Science textbooks get failing grade
October 13, 1999
Web posted at: 1:58 p.m. EDT (1758 GMT)

Every single widely used middle school science textbook got a failing grade in an evaluation conducted by the nation's largest organization of scientists.
The evaluation, conducted by the American Association for the Advancement of Science, found that most textbooks cover too many topics and don't develop any of them well.
On top of that, the books are chock full of classroom activities that are either irrelevant to learning key science ideas or don't help students relate what they are doing to underlying ideas.
One textbook, for example, asked students to trace a diagram of energy flow in a plant in order to convey the concept of photosynthesis. "What does that mean?" asked Mary Koppal, a spokeswoman for the organization of scientists.
Two independent teams of middle school teachers, curriculum specialists and professors of science education conducted the evaluation. The teams rated how well textbooks for middle grades can help students learn a predetermined set of key ideas in earth sciences, life sciences and physical science.
"This study probed beyond the usual superficial alignment by topic heading," Jo Ellen Roseman, the study's leader, said in a statement. "Instead, it examined the text's quality of instruction aimed specifically at key ideas using criteria drawn from the best available research about how students learn."

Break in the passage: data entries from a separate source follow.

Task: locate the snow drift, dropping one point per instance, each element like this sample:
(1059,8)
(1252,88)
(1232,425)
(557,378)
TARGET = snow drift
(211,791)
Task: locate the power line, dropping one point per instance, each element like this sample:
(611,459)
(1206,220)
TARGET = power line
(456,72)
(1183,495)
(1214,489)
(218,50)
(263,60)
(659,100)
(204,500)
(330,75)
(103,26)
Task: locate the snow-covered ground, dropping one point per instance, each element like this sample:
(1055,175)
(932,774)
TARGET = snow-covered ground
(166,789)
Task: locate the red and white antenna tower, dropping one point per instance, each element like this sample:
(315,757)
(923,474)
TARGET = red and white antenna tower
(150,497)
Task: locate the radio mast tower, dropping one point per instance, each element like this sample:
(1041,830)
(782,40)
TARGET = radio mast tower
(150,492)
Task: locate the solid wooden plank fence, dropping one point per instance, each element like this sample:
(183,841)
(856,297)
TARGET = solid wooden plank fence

While a competent and effective teacher is able to convey scientific concepts to students regardless of the textbook, the state of modern education demands more from the textbooks.
"The fact is the quality of the textbook is more and more important when we have teachers teaching out of their field," said Koppal.
"Because textbooks are the backbone of classroom instruction, we must demand improvement so that our students can acquire the knowledge and skills they will need for more advanced learning," George Nelson, director of the project that spurred the study, added in a statement.
The organization of scientists will send detailed reports of their evaluation to the creators of science textbooks and make the reports available to middle school teachers who use the textbooks so that they might be able to make up for the textbooks' shortcomings in their lesson plans.